Wie funktioniert die Abrechnung?

Echtzeit-Reserven werden in 5-Minuten-Intervallen abgerechnet. Eine bestimmte Ressource erhält den Echtzeit-Clearingpreis ($/MWh) multipliziert mit ihrer zugewiesenen Kapazität (MW), geteilt durch 12 für 5-Minuten-Schritte. Die Preise werden getrennt nach Reservezone und Produkttyp ermittelt. Ressourcen, die bei Abruf nicht reagieren, erhalten Pay-for-Performance-Abzüge statt Gutschriften.

Regelenergie wird als Clearingpreis je MW abgerechneter Kapazität vergütet, die dem AGC folgen kann, angegeben in $/MW-h. Ein Performance-Anteil passt die Zahlung an, je nachdem, wie genau die Ressource das AGC-Signal in jedem Intervall verfolgt hat. Der Kapazitätspreis ist der Haupttreiber; der Performance-Anteil addiert oder subtrahiert je nach Genauigkeit.

DA A/S ist der Verkauf einer Kaufoption.

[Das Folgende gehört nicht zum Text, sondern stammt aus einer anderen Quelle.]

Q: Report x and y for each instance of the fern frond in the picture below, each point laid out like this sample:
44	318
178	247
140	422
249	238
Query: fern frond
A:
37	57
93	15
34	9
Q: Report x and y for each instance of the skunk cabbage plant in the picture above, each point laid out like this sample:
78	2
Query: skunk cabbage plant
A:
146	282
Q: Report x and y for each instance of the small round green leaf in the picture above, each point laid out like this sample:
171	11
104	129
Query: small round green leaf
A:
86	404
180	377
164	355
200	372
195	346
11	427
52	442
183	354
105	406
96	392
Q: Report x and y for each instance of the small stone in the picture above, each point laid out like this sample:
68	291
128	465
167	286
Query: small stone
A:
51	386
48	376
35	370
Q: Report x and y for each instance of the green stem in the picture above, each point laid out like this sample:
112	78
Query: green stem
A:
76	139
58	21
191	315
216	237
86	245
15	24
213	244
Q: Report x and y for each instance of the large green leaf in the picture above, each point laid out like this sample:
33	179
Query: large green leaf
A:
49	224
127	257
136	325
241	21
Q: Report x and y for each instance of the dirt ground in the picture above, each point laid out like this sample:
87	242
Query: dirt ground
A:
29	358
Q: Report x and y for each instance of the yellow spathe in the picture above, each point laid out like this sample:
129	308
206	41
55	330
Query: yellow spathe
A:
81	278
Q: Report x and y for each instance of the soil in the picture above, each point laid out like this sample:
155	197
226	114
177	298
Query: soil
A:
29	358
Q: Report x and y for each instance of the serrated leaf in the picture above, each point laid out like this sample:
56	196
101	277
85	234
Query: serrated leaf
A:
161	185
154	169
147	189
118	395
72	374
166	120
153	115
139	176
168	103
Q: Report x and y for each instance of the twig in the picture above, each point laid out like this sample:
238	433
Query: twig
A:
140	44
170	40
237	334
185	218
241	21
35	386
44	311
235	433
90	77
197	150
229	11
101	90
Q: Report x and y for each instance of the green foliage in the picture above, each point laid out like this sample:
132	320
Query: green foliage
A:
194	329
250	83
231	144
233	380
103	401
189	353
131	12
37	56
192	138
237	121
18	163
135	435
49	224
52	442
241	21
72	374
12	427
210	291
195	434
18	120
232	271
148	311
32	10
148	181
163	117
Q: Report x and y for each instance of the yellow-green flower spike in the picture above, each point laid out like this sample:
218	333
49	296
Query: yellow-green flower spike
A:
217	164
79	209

Die gleiche Struktur gilt für alle vier Produkte (DA TMSR, DA TMNSR, DA TMOR, EIR). Jede Ressource, die im Day-Ahead-Markt abrechnet, erhält einen festen Gutschrift zum Clearingpreis, unabhängig vom Echtzeit-Ergebnis. Der Ausübungspreis entspricht dem erwarteten Echtzeit-Hub-LMP für diese Stunde plus einem Aufschlag von 10 $.

Diese Schlussabrechnung gleicht die Energiemarge aus, die die Ressource in einer Knappheitsstunde erzielt hätte. Ein Teilnehmer, der 500 $/MWh bei einem Preissprung verdient hätte, zahlt die Differenz zurück, erhält aber das ganze Jahr über die Optionsprämie.

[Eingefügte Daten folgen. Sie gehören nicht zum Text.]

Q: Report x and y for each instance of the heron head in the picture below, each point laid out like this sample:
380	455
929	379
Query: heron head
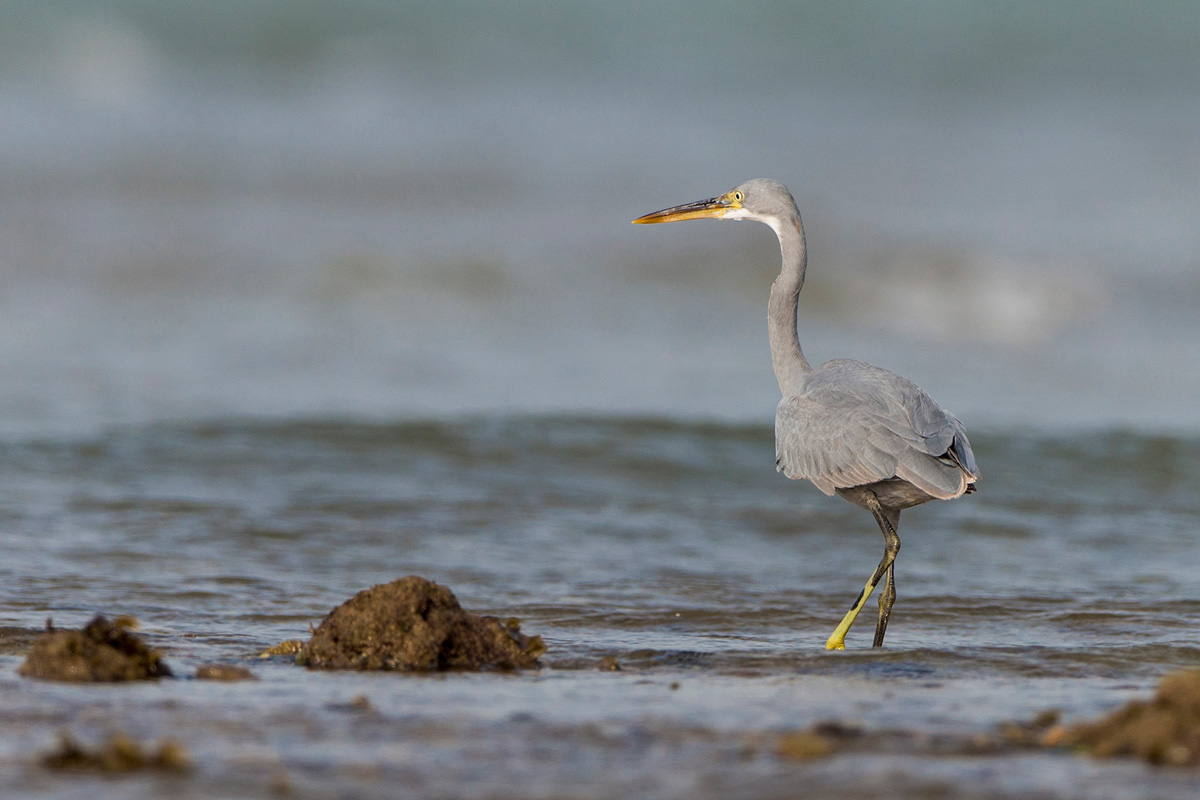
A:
760	199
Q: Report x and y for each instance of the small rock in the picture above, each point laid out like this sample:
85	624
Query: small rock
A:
288	648
803	745
101	651
119	753
223	672
1162	731
417	625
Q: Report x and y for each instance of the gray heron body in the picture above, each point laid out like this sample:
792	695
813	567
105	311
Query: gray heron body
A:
864	433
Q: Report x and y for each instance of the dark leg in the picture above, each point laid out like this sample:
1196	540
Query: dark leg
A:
888	521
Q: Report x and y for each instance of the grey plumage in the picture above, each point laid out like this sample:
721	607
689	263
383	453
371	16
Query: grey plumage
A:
851	428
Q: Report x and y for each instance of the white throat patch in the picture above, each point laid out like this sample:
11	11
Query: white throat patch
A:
743	214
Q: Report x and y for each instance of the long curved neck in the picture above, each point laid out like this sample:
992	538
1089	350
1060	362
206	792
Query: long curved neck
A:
785	346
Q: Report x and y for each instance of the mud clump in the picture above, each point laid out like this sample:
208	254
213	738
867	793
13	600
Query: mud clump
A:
415	625
1162	731
102	651
223	672
119	753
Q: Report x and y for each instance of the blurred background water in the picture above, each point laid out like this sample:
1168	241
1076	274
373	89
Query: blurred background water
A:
378	209
300	296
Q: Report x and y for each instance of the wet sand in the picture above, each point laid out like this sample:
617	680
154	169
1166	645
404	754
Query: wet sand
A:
663	549
489	734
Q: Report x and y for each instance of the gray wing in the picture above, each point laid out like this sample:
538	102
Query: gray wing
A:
856	423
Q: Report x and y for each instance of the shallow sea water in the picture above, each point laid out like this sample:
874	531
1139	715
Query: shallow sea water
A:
1066	582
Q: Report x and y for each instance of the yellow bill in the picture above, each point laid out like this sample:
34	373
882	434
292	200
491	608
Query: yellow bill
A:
713	208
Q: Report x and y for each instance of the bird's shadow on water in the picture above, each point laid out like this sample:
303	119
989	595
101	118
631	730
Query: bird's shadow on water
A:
871	663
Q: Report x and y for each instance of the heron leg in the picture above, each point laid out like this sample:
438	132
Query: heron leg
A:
887	522
887	597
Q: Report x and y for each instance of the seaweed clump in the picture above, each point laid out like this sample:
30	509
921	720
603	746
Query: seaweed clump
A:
119	753
102	651
415	625
1163	731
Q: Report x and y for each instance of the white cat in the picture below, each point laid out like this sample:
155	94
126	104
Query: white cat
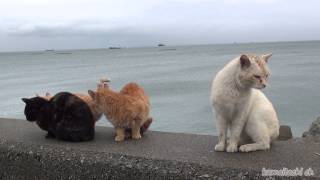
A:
241	107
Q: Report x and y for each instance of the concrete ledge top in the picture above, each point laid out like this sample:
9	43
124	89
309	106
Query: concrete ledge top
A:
177	155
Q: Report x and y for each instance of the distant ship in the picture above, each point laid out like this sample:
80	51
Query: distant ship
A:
114	47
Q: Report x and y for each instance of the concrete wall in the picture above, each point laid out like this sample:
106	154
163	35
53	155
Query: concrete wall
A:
26	154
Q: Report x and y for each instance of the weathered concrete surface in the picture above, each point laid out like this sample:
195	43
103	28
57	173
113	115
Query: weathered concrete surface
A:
26	154
314	130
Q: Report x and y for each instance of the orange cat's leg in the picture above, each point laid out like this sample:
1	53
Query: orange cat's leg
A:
120	134
136	131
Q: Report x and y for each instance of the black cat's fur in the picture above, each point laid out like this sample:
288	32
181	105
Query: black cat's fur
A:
64	117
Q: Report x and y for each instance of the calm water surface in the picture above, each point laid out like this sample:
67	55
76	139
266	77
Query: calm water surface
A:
178	80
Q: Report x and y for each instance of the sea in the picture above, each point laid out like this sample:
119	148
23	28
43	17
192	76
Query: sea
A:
177	79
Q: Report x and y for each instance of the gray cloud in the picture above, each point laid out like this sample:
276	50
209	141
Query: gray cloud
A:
96	23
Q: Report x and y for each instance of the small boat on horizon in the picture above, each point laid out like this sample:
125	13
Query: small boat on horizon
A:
114	47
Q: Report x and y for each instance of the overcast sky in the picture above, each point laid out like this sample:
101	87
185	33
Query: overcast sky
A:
73	24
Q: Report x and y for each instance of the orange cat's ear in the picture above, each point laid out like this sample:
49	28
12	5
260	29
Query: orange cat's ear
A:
244	61
26	100
266	57
92	94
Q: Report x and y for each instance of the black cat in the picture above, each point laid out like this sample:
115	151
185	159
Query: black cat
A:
65	116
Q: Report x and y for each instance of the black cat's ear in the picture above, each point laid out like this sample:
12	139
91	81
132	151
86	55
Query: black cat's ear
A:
92	94
26	100
244	61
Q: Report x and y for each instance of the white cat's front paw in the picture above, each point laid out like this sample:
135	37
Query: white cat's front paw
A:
232	147
136	136
220	147
119	138
245	148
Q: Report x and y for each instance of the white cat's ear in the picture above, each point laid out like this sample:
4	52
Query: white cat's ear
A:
266	57
244	61
92	94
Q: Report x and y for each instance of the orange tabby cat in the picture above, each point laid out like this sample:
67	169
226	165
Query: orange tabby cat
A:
128	108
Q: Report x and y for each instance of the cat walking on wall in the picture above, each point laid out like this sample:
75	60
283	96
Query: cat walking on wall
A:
241	107
127	109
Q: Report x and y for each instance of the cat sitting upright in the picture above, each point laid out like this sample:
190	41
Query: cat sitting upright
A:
241	107
64	116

Wie sollten Batterien ISO-NE als Wachstumsmarkt bewerten?

Für Batteriebetreiber und -entwickler ist die Registrierung die erste Entscheidung. Eine CSF hat Zugang zu Regelenergie, aber dieser Markt ist weniger als 10 % des potenziellen Energiearbitrage-Umsatzes wert. Eine BSF kann frühestens ab November 2026 an der Regelenergie teilnehmen, kann aber an Reserven und EIR partizipieren.

Echtzeit-Reserveerlöse sind nicht kontinuierlich, da die meisten Stunden fast bei 0 $ liegen. Der Wert konzentriert sich auf wenige jährliche Knappheitssituationen, die mit Spitzenpreisen und Pay-for-Performance-Gutschriften zusammenfallen. Eine Batterie, die in diesen Intervallen arbitrage betreibt, erhält gleichzeitig Reserven- und Performancezahlungen.

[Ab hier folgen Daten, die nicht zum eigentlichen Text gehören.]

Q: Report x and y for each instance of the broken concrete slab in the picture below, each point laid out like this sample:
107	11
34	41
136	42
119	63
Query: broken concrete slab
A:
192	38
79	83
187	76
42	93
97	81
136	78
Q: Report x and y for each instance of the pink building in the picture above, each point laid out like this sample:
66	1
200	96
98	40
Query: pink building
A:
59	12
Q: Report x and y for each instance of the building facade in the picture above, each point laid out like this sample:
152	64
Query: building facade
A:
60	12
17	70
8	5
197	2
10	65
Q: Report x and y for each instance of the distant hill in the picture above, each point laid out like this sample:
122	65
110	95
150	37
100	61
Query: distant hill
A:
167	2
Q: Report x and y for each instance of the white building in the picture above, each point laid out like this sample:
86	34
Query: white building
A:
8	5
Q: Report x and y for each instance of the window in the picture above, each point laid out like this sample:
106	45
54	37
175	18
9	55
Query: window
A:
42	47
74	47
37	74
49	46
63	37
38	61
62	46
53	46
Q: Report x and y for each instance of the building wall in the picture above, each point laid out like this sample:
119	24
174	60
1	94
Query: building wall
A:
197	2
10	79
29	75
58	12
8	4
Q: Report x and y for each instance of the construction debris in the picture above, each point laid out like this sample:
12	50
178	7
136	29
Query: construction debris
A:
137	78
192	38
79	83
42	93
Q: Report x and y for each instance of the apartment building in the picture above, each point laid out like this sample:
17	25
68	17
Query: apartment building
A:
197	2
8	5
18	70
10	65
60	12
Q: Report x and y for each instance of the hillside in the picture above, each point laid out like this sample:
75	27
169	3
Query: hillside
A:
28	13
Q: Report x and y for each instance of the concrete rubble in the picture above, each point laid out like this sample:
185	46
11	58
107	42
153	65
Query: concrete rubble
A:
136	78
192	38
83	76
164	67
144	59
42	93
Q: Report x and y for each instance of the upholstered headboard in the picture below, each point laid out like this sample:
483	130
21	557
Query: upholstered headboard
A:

EIR-Erlöse werden Day-Ahead mit Sicherheit erzielt, das Risiko ist die Schlussabrechnung, wenn der Echtzeit-Hub-LMP den Ausübungspreis übersteigt. Die Teilnahme schließt in diesen Intervallen die Upside bei Energie- und Reservemargen aus. Eine Batterie ohne entsprechende Energieposition (Ladezustand) ist dann exponiert.

Batterien halten bereits den Großteil des Regelenergiemarkts. Die Day-Ahead-Reserveebene bietet weiteres Potenzial, und eine BSF-Registrierung genügt. Die frühe Sättigung im ISO-NE spiegelt einen kleinen Markt (93 MW) und die Beteiligung von kolokalisierten Batterien wider.